Emily remained with her eyes fixed on the floor, under such oppression
of heart, that she could not speak, and with difficulty breathed; while
Valancourt threw himself into a chair beside her, and, sighing heavily,
continued silent, when, had she raised her eyes, she would have
perceived the violent emotions, with which he was agitated.
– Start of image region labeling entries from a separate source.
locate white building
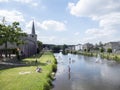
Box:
[0,21,38,57]
[75,44,82,51]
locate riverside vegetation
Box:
[73,52,120,62]
[0,52,57,90]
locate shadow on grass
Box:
[0,61,47,70]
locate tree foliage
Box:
[107,48,112,53]
[0,17,27,57]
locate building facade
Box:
[0,21,38,57]
[104,42,120,53]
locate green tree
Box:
[62,44,68,54]
[0,18,27,57]
[37,41,43,53]
[107,48,112,53]
[52,46,61,53]
[100,48,104,53]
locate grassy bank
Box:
[0,52,56,90]
[77,52,120,62]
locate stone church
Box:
[0,21,38,57]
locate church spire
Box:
[31,21,35,35]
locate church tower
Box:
[31,21,35,35]
[31,21,37,41]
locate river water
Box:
[53,54,120,90]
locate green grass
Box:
[77,52,120,62]
[0,52,56,90]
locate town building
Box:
[82,43,94,50]
[75,44,82,51]
[104,42,120,53]
[0,21,38,57]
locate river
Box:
[52,54,120,90]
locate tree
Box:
[62,44,68,54]
[107,48,112,53]
[52,46,60,53]
[100,48,104,53]
[0,18,27,57]
[37,41,43,53]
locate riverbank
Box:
[0,52,57,90]
[75,52,120,62]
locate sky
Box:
[0,0,120,45]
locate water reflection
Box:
[53,55,120,90]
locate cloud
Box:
[74,32,80,36]
[40,20,66,31]
[0,9,25,22]
[68,0,120,17]
[0,0,40,6]
[68,0,120,42]
[26,20,66,33]
[0,0,9,2]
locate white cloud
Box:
[13,0,38,6]
[68,0,120,17]
[0,0,40,6]
[68,0,120,42]
[0,0,9,2]
[0,9,25,22]
[26,20,66,33]
[74,32,80,36]
[41,20,66,31]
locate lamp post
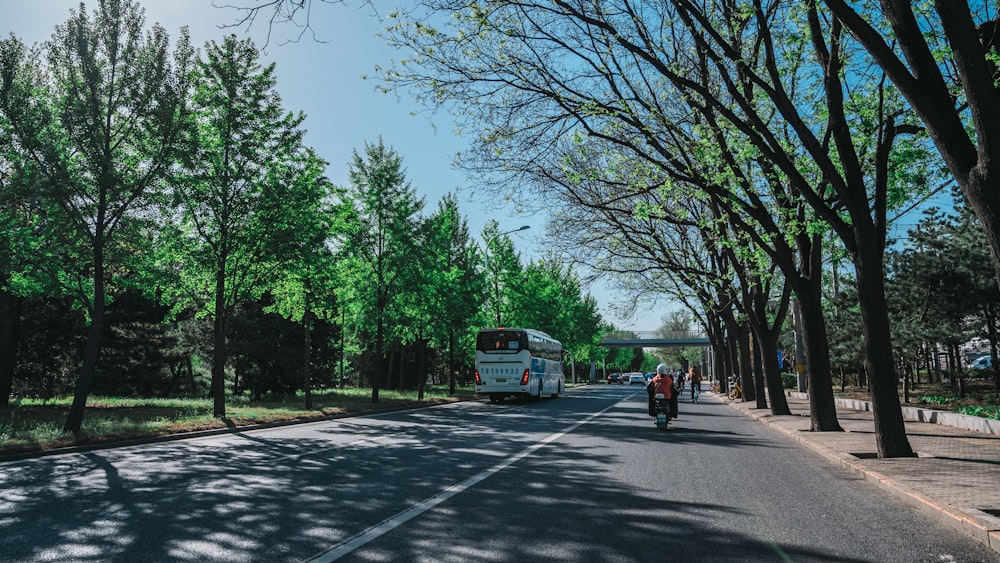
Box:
[483,225,531,326]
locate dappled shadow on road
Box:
[0,393,904,561]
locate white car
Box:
[628,373,646,385]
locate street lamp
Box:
[483,225,531,326]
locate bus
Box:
[476,328,566,403]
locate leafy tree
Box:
[258,150,348,409]
[423,194,485,393]
[0,0,192,432]
[345,138,424,403]
[823,0,1000,296]
[482,220,524,326]
[164,35,305,418]
[387,0,926,457]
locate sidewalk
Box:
[709,393,1000,559]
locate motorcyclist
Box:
[646,364,674,424]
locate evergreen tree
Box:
[162,35,305,418]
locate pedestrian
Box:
[688,366,701,403]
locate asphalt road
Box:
[0,385,996,563]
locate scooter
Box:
[653,393,670,430]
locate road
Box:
[0,385,996,563]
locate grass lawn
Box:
[0,386,476,455]
[834,378,1000,419]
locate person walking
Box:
[688,366,701,403]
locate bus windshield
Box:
[476,330,527,352]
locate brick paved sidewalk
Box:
[716,395,1000,554]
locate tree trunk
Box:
[448,328,456,395]
[302,310,312,411]
[417,338,427,401]
[0,290,21,409]
[212,266,228,418]
[737,322,754,401]
[63,241,105,434]
[796,283,844,432]
[855,251,913,458]
[750,336,764,414]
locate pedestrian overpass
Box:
[598,330,712,348]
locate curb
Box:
[785,391,1000,436]
[718,393,1000,556]
[0,399,466,463]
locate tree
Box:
[482,220,523,326]
[424,194,485,393]
[258,150,348,409]
[823,0,1000,296]
[345,137,424,403]
[386,0,926,457]
[0,0,192,432]
[165,35,313,418]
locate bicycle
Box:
[729,380,743,401]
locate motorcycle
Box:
[653,393,670,430]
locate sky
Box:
[0,0,668,330]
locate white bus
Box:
[476,328,566,403]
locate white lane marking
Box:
[308,403,619,563]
At length, in a tremulous voice, he said, 'I have solicited to see you
this evening, that I might, at least, be spared the further torture of
suspense, which your altered manner had occasioned me, and which the
hints I have just received from the Count have in part explained. I
perceive I have enemies, Emily, who envied me my late happiness, and
who have been busy in searching out the means to destroy it: I perceive,
too, that time and absence have weakened the affection you once felt for
me, and that you can now easily be taught to forget me.'
His last words faltered, and Emily, less able to speak than before,
continued silent.
'O what a meeting is this!' exclaimed Valancourt, starting from his
seat, and pacing the room with hurried steps, 'what a meeting is this,
after our long--long separation!' Again he sat down, and, after the
struggle of a moment, he added in a firm but despairing tone, 'This is
too much--I cannot bear it! Emily, will you not speak to me?'
He covered his face with his hand, as if to conceal his emotion, and
took Emily's, which she did not withdraw. Her tears could no longer
be restrained; and, when he raised his eyes and perceived that she was
weeping, all his tenderness returned, and a gleam of hope appeared to
cross his mind, for he exclaimed, 'O! you do pity me, then, you do love
me! Yes, you are still my own Emily--let me believe those tears, that
tell me so!'
Emily now made an effort to recover her firmness, and, hastily drying
them, 'Yes,' said she, 'I do pity you--I weep for you--but, ought I to
think of you with affection? You may remember, that yester-evening I
said, I had still sufficient confidence in your candour to believe,
that, when I should request an explanation of your words, you would give
it. This explanation is now unnecessary, I understand them too well; but
prove, at least, that your candour is deserving of the confidence I
give it, when I ask you, whether you are conscious of being the same
estimable Valancourt--whom I once loved.'
'Once loved!' cried he,--'the same--the same!' He paused in
extreme emotion, and then added, in a voice at once solemn, and
dejected,--'No--I am not the same!--I am lost--I am no longer worthy of
you!'
He again concealed his face. Emily was too much affected by this honest
confession to reply immediately, and, while she struggled to overcome
the pleadings of her heart, and to act with the decisive firmness, which
was necessary for her future peace, she perceived all the danger of
trusting long to her resolution, in the presence of Valancourt, and was
anxious to conclude an interview, that tortured them both; yet, when
she considered, that this was probably their last meeting, her fortitude
sunk at once, and she experienced only emotions of tenderness and of
despondency.
Valancourt, meanwhile, lost in emotions of remorse and grief, which he
had neither the power, or the will to express, sat insensible almost
of the presence of Emily, his features still concealed, and his breast
agitated by convulsive sighs.
'Spare me the necessity,' said Emily, recollecting her fortitude, 'spare
me the necessity of mentioning those circumstances of your conduct,
which oblige me to break our connection forever.--We must part, I now
see you for the last time.'
'Impossible!' cried Valancourt, roused from his deep silence, 'You
cannot mean what you say!--you cannot mean to throw me from you
forever!'
'We must part,' repeated Emily, with emphasis,--'and that forever! Your
own conduct has made this necessary.'
'This is the Count's determination,' said he haughtily, 'not yours,
and I shall enquire by what authority he interferes between us.' He now
rose, and walked about the room in great emotion.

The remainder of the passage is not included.